Cantor Meets Scott: Semantic Foundations for Probabilistic Networks - by Dexter Kozen

A DIKU/MATH Talk by Dexter Kozen, Cornell University

NetKAT is a language/logic for specifying, programming, and reasoning about packet-switching networks. ProbNetKAT is a probabilistic extension of NetKAT with a compositional denotational semantics based on Markov kernels.

The language is expressive enough to generate continuous distributions, which raises the question of how to compute effectively in the language.

In this talk I will describe a new domain-theoretic characterization of the semantics, which provides the foundation needed to build a practical implementation. The new semantics allows the behavior of an arbitrary ProbNetKAT program to be approximated to arbitrary precision with distributions of finite support. There is a prototype implementation, which can be used to solve a variety of problems, including the calculation of the expected congestion induced by different routing schemes and reasoning probabilistically about reachability.

(joint work with Steffen Smolka, Nate Foster, Praveen Kumar, and Alexandra Silva).

Bio:

Dexter Campbell Kozen is an American theoretical computer scientist. He is Joseph Newton Pew, Jr. Professor in Engineering at Cornell University.
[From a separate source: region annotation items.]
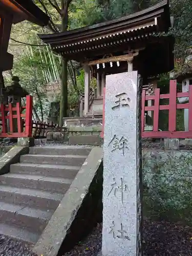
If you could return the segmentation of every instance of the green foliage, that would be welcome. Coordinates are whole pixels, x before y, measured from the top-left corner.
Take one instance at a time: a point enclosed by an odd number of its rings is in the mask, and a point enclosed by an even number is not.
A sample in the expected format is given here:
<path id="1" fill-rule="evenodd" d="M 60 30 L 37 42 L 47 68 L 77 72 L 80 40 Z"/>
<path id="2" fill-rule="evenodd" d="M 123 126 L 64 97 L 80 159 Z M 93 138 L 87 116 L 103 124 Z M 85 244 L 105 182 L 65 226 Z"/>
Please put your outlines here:
<path id="1" fill-rule="evenodd" d="M 102 1 L 103 18 L 109 20 L 147 8 L 150 0 L 106 0 Z"/>
<path id="2" fill-rule="evenodd" d="M 48 102 L 42 73 L 47 69 L 36 56 L 29 58 L 28 54 L 23 55 L 13 69 L 14 75 L 19 76 L 22 86 L 33 96 L 33 108 L 42 121 L 48 114 Z"/>
<path id="3" fill-rule="evenodd" d="M 192 225 L 191 154 L 144 156 L 144 214 Z"/>
<path id="4" fill-rule="evenodd" d="M 187 55 L 192 45 L 192 1 L 171 0 L 170 4 L 174 27 L 170 29 L 168 35 L 175 38 L 175 56 L 183 57 Z"/>

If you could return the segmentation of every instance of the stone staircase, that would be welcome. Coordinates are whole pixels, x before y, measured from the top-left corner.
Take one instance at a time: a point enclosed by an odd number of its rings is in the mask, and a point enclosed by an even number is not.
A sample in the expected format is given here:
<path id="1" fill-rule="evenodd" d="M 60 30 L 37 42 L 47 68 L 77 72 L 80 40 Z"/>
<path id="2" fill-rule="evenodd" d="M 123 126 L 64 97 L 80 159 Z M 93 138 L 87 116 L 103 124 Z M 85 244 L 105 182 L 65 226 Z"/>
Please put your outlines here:
<path id="1" fill-rule="evenodd" d="M 35 244 L 91 151 L 90 147 L 31 147 L 0 176 L 0 234 Z"/>

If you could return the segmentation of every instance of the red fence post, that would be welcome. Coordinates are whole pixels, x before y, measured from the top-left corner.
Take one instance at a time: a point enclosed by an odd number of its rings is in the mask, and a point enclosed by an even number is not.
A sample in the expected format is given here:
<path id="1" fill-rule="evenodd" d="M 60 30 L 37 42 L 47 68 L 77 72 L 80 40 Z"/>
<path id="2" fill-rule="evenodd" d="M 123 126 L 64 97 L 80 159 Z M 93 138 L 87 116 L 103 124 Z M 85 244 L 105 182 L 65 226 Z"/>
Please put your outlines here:
<path id="1" fill-rule="evenodd" d="M 32 130 L 33 97 L 26 96 L 26 111 L 25 133 L 26 137 L 31 137 Z"/>
<path id="2" fill-rule="evenodd" d="M 188 130 L 192 131 L 192 85 L 189 84 L 189 107 L 188 107 Z"/>
<path id="3" fill-rule="evenodd" d="M 141 132 L 144 132 L 145 125 L 145 90 L 143 90 L 142 92 L 141 98 Z"/>
<path id="4" fill-rule="evenodd" d="M 158 132 L 159 128 L 159 112 L 160 89 L 155 90 L 154 113 L 153 119 L 153 131 Z"/>
<path id="5" fill-rule="evenodd" d="M 169 82 L 169 110 L 168 113 L 168 131 L 176 131 L 177 80 Z"/>
<path id="6" fill-rule="evenodd" d="M 6 131 L 7 125 L 6 124 L 6 119 L 5 119 L 5 106 L 3 103 L 2 103 L 1 105 L 1 111 L 2 112 L 2 133 L 6 133 L 7 132 L 7 131 Z"/>
<path id="7" fill-rule="evenodd" d="M 12 111 L 12 103 L 9 104 L 9 129 L 10 133 L 13 133 L 13 112 Z"/>
<path id="8" fill-rule="evenodd" d="M 101 132 L 100 136 L 101 138 L 104 138 L 104 103 L 105 101 L 105 88 L 103 88 L 103 120 L 102 120 L 102 132 Z"/>
<path id="9" fill-rule="evenodd" d="M 20 102 L 16 103 L 16 110 L 17 120 L 17 132 L 18 133 L 23 133 L 23 131 L 22 131 L 22 119 L 20 118 Z"/>

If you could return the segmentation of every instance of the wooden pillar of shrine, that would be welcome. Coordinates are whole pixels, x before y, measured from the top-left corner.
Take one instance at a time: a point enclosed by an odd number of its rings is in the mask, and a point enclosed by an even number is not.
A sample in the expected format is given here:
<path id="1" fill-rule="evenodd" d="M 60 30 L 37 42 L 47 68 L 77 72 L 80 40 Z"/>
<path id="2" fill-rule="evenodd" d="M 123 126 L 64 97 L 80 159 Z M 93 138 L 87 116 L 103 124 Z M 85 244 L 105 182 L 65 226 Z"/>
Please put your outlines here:
<path id="1" fill-rule="evenodd" d="M 90 91 L 90 68 L 89 66 L 83 67 L 84 70 L 84 115 L 87 115 L 89 111 L 89 95 Z"/>
<path id="2" fill-rule="evenodd" d="M 105 87 L 105 74 L 103 73 L 101 75 L 101 96 L 103 96 L 103 88 Z"/>

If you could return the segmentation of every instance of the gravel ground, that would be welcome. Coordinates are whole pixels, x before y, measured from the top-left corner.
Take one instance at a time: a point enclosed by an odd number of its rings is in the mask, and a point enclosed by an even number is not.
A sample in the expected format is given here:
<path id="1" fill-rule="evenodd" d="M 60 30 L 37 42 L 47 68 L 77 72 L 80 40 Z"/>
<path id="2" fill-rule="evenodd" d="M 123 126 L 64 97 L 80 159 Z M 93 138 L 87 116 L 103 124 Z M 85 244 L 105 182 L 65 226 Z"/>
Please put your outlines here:
<path id="1" fill-rule="evenodd" d="M 101 249 L 102 225 L 63 256 L 97 256 Z M 165 221 L 145 221 L 145 256 L 191 256 L 192 228 Z M 0 236 L 0 256 L 37 256 L 20 243 Z"/>
<path id="2" fill-rule="evenodd" d="M 26 246 L 0 235 L 0 256 L 37 256 Z"/>
<path id="3" fill-rule="evenodd" d="M 101 248 L 102 226 L 98 225 L 82 242 L 63 256 L 96 256 Z M 145 256 L 191 256 L 192 228 L 165 221 L 144 222 Z"/>

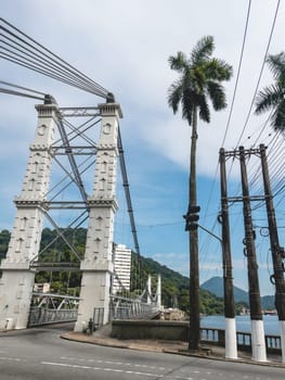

He is a Fellow of the Association for Computing Machinery,[2] a Guggenheim Fellow, and has received an Outstanding Innovation Award from IBM Corporation. He has also been named Faculty of the Year by the Association of Computer Science Undergraduates at Cornell.

Dexter Kozen was one of the first professors to receive the honor of a professorship at The Radboud Excellence Initiative at Radboud University Nijmegen in the Netherlands.[3]

He is known for his work at the intersection of logic and complexity. He is one of the fathers of dynamic logic[4] and developed the version of the mu calculus most used today.[5] Moreover, he has written several textbooks on the theory of computation,[6] automata theory, dynamic logic, and algorithms.